- Church: Catholic Church
- In office: 15 May 1978 – 1980
- Predecessor: Giovanni Moretti
- Successor: Renato Martino
- Other post: Titular Archbishop of Turris in Mauretania (1978-1982)
- Previous post: Permanent Observer of the Holy See to the United Nations in Geneva (1971-1978)

Orders
- Ordination: 1 October 1944
- Consecration: 25 June 1978 by Giovanni Colombo

Personal details
- Born: 7 July 1920 Busto Arsizio, Province of Milan, Kingdom of Italy
- Died: 11 April 1982 (aged 61)

= Silvio Luoni =

Italian prelate of the Catholic Church

Silvio Luoni (7 July 1920 – 11 April 1982) was an Italian prelate of the Catholic Church who worked in the Vatican's Secretariat of State and in the diplomatic service of the Holy See.

==Biography==
Silvio Luoni was born in Busto Arsizio, Italy, on 7 July 1920. He was ordained a priest of the Archdiocese of Milan on 1 October 1944.

He joined the staff of the Secretariat of State in 1950 or 1953. On 12 September 1966, then a priest of the Diocese of Rome, he was made a Prelate of Honour of His Holiness, entitled "Monsignor". One focus of his responsibilities at the Secretariat was international organizations of lay Catholics, whose role in supporting the Holy See's participation in international organizations was critical to Pope Paul foreign policy.

On 9 July 1969, Pope Paul VI appointed him Permanent Observer of the Holy See to the Food and Agriculture Organization of the United Nations (FAO) in Rome.

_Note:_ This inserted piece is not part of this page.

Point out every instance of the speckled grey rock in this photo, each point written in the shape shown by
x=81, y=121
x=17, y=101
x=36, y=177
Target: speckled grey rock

On 12 August 1971, Pope Paul appointed him Permanent Observer of the Holy See to the United Nations in Geneva.

On 15 May 1978, Pope John Paul II named him titular archbishop of Turris in Mauretania, Apostolic Pro-Nuncio to Thailand, and Apostolic Delegate to Laos, Malaysia, and Singapore. He received his episcopal consecration from Cardinal Giovanni Umberto Colombo, Archbishop of Milan, on 25 June 1978.

Pope John Paul II named him head of the Vatican delegation to the Madrid conference of the Conference on Security and Co-operation in Europe (CSCE) in 1980/81. He died after a long illness in a Milan hospital on 11 April 1982 at the age of 61.